INTRINSIC depicts the timelessness and natural beauty of Hmong fashion. Here, historical pieces from the Center for Hmong Studies and personal items, have been styled with modern day wear. These images were created to pay tribute and appreciation to the artistry of Hmong and Miao traditional wear and jewelry. I approached this concept with my own heritage and captivation for fashion, style, and culture in mind. Despite this seemingly selfish approach, I do believe that many individuals will feel the same after seeing the vibrancy and intricacy of each item. Although clothing and accessories were painstakingly selected, I went in without much of a plan aside from the idea that I wanted to create something real, a self-representation of Hmong/Miao fashion without the appropriation of textiles, prints, or jewelry.

To me, Hmong/Miao clothing and jewelry are so stunning on their own, I wanted the presence of the item itself to direct the results so my assistant and I improvised as we worked on each outfit.
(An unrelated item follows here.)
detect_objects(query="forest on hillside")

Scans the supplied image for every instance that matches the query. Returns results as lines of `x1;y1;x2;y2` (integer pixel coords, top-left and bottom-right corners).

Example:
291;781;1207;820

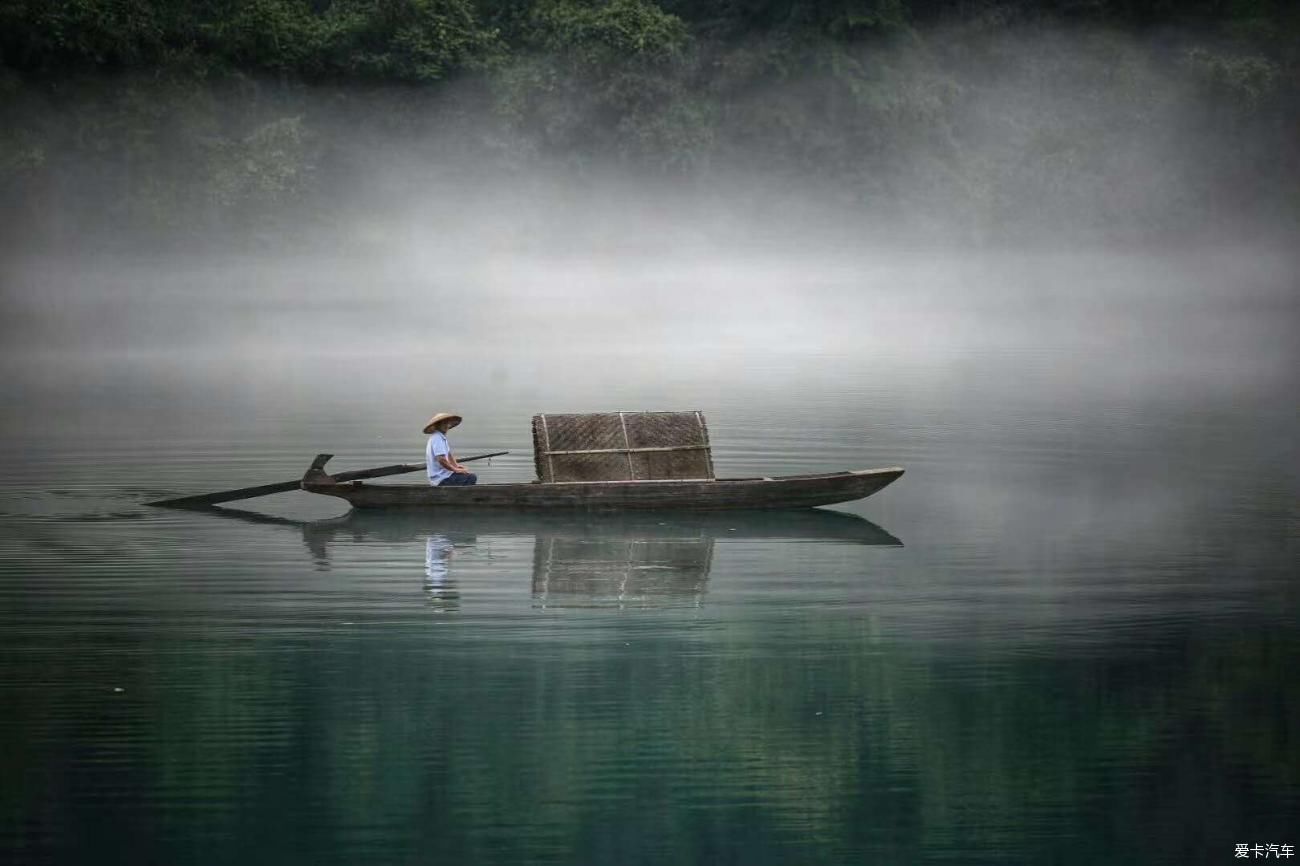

We wanted the focus to be on the clothing but also to enhance them, thus, I chose to minimize everything else; light, props, makeup, etc. Mainstream fashion has often borrowed, stolen, and been inspired by ethnic wear. This can be seen in a BCBG Max Azria campaign, in I-D Magazine covers and Mainland China magazines and runways, “Aztec” print scarves or bags in Target with pompoms and heavy floral embroidery. INTRINSIC breaks down Hmong/Miao outfits as well as modern everyday clothing and reutilizes them to represent our heritage in an authentic way; Hmong and American.



Right now I struggle because I don't have the right resources. I can’t bring myself to claim the title of ‘artist’ and so it makes it hard for me to network or find time and money to better myself.  Obviously, practice, and the opportunity to  structure my time and tasks at developing my artistry would help a lot.  Also having a  schedule and deadlines would help me learn better and would hold me accountable.